27. The Paradox of Atheism

Atheism may seem infallible to many: it relies neither on a set of already established moral and social codes; it cannot be criticised for its inherent morality or immorality; it is subject to alteration and change; it does not abide by a codex of belief written thousands of years ago; it cannot find itself caught out of temporal context as religious beliefs can; it is not based in superstition, but on rational consideration. Despite this ‘infallibility’ however, aspects of its nature could be considered paradoxical.
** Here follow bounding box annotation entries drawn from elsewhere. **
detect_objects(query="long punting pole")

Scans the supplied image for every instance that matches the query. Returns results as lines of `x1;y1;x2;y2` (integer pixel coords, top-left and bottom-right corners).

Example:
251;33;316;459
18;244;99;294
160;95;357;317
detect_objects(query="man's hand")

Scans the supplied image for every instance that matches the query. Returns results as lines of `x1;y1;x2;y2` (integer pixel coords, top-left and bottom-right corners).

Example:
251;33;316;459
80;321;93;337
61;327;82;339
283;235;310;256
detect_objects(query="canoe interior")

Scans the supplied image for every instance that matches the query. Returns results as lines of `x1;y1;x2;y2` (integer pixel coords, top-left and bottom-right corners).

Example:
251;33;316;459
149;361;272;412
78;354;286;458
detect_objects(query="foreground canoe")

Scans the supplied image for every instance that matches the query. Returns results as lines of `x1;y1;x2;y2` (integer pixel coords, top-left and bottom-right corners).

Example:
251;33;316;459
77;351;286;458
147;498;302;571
Atheism as such, can be ascertained a direct product of religion. In fact, its existence is entirely dependent on religion. The inherent belief in the absence of an omniscient, omnipresent and omnipotent God stems from a disagreement with the illustration of God defined, presented, illustrated by religion. This denying of God’s existence is thus, in itself, an absolute belief in religion itself — an atheist can be said to have such a faith in religion as illustrative of God and of God’s intentions, that he is wiling to reject the existence of God on the basis of religion’s faults and ultimately manipulative nature.

Of course, atheism exists in opposition to God as portrayed by religion, and yet it fundamentally finds its origin in the very religion it invalidates. In such a position, atheism is not the lack of belief in a God, it is the assertion of the inexistent nature of God. Therefore, it can be determined a faith in itself. The depiction of atheism as ultimately rational is in this sense fallacious: the inherent dependence of atheism upon religion transforms it into a belief system just as any other. Or so theists have put it.
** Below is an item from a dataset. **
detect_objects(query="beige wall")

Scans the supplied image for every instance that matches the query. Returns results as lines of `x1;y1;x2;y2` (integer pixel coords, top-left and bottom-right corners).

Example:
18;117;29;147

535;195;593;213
Although this aspect of the nature of atheism seems absurdly contradictory upon first consideration, the relationship between atheism and religion is easily comparable to that between orthodox and revisionist historiographical interpretations. Of course, the revisionist view depends on the orthodox — the former exists as a mere result of the latter. But does this diminish its credibility? Surely, no.
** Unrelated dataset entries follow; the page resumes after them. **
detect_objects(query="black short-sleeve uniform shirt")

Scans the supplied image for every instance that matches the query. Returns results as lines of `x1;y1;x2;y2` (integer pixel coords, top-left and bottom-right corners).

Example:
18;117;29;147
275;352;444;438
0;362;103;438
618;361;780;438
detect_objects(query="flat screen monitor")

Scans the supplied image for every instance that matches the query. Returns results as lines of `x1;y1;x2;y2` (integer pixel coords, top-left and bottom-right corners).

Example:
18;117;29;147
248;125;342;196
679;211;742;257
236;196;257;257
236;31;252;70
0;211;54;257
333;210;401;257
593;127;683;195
This said, if atheism is veritably founded upon the belief that God is inexistent and that religion is therefore deceptive, a mere instrument for widespread social control, then why is it that religion is assumed to be a truthful depiction of God, proof of his inexistence?

Image: M.C. Escher, Relativity, 1953.


One thought on “27. The Paradox of Atheism

  1. Very nice! Beliefs are beliefs, nothing more. To believe that God exists or to believe that God does not exist are both on the same footing in terms of them being beliefs, because neither can be substantiated. This is independent of the fact that humans have, from their very beginnings as thinking beings, believed a wide range of things, most of which could not and cannot be substantiated still. Does this prevent us from believing them? This is true today as it was 50 thousand years ago, although significantly less since we entered the scientific era of our evolution in which we generally tend to seek demonstrations and supporting facts. But while beliefs are just beliefs, all of them are influential on our behaviour and actions to different degrees, and some can lead to very good things, while others can lead to horrific deeds. I think it is most lucid to see this clearly and not give as much importance or weight to beliefs, other peoples beliefs as well as our own beliefs. They can be useful or detrimental, but if we keep our eyes clear, we will less often be prone to do stupid, hurtful, damaging things based on these beliefs, and, at the same time, be more flexible and intelligent in reshaping these beliefs when new, additional, more accurate information comes our way.